Cartilage replacement at joints represents a tremendous challenge for regenerative medicine. While growing cartilage in culture is possible, scaling this technology up to generate enough high-quality articular cartilage (the kind of cartilage found at joints), is still a distinct challenge. To date, stem cell treatments can heal small breaches in cartilage, but reconstructing large lesions is still not possible. In general, cartilage at joints has very poor healing properties, and therefore, is a major challenge in orthopedics.
A major improvement in therapeutics is the use of a technique called “autologous chondrocyte implantation” or ACI. ACI involves the delivery of healthy cartilage-making cells (chondrocytes) from the patient’s own body after these cells have been grown and expanded in culture. In order to coax these cartilage-making cells to make cartilage, special scaffolds are used that provide a three-dimensional matrix upon which the chrondrocytes grow and form cartilage. These 3-D scaffolds are essential to keep the chondrocytes differentiated and making cartilage.
One of the most promising types of scaffolds for making cartilage are “bioactive 3D scaffolds.” These types of scaffolds can deliver growth factors and other molecules to the chrondrocytes and boost their growth and cartilage production.
In a recent publication, Andrei Moroz and colleagues in the Extracellular Matrix Laboratory at the Botucatu Institute of Biosciences, São Paulo State University, Brazil, have used mesenchymal stem cells (MSCs) from rabbit bone marrow and differentiated them into chondrocytes. This allowed them to use stem cells from bone marrow instead of harvesting cartilage from the joints, which can be very painful and deleterious to the joint. The main innovation in this paper was the use of a platelet-lysate-based 3D bioactive scaffold to support the chondrogenic differentiation and maintenance of MSCs.
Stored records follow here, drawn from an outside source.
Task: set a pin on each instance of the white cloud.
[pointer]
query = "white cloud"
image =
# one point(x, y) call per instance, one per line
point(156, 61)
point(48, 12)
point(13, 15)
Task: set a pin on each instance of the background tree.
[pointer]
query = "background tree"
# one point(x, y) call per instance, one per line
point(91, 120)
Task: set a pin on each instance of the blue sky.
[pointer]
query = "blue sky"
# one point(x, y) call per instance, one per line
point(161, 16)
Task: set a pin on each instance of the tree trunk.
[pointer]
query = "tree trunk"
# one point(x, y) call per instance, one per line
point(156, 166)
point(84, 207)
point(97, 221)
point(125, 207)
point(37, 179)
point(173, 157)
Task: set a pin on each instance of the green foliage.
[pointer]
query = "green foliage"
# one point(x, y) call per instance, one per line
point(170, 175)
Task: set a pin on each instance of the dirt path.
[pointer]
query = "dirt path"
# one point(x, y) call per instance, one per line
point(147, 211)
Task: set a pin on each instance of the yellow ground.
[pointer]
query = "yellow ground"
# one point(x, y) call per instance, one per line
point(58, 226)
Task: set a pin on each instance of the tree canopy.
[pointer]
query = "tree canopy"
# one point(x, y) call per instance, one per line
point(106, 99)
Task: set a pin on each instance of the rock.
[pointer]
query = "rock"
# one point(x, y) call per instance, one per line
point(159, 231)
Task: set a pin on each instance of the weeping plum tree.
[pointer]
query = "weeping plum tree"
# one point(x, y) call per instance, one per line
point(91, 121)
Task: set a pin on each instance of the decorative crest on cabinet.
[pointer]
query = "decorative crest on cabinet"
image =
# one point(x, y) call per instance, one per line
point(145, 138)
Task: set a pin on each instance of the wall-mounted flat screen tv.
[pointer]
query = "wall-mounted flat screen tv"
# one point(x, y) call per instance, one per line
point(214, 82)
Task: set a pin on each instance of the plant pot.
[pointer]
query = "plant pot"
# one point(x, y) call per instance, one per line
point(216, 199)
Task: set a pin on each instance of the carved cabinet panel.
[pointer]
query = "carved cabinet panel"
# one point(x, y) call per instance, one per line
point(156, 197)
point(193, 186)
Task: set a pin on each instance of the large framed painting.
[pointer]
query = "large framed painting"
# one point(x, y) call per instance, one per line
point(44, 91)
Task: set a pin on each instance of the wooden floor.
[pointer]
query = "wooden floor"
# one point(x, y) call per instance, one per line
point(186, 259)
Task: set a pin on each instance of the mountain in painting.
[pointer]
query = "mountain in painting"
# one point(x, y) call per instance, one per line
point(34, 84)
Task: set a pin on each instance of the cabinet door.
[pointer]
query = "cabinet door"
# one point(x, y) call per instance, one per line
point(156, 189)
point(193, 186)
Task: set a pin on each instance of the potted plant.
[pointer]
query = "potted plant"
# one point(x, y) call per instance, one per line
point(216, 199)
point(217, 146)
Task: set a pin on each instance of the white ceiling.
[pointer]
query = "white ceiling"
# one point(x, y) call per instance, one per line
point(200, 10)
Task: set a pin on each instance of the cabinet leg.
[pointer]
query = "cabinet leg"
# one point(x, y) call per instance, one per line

MSCs from adult rabbit bone marrow were isolated, characterized, and grown in 60 microliters of platelet lysate from rabbit blood. Platelets are very small cells from circulating blood that assist in the formation of clots that staunch bleeding after a blood vessel in damaged. Platelets are easy to isolate from circulating blood and the rabbit platelet-lysate clot scaffold was maintained is a standard tissue culture medium (Dulbecco’s Modified Eagle Medium Nutrient Mixture F-12) that was supplemented with other molecules known to induce cartilage formation in MSCs. After three weeks in culture, the MSCs were examined in detail. Not only were they nice and round, but they were filled with cartilage-specific molecules, and clumped together like chondrocytes.
According to this research group, they are on to something with this platelet-lysate bioactive scaffold. It provided a suitable system for culturing MSCs and allowed them to make lots of cartilage. The scaffold also was easy to make, and maintained the MSCs in a cartilage-making state without causing cell death or stressing the cells. Therefore, it might provide an alternative to autologous chondrocyte implantation. The next steps in this research will be to use this engineered cartilage to repair damaged joints to see if the cartilage made by cells embedded in platelet-lysate 3D bioactive scaffolds can act as functional cartilage.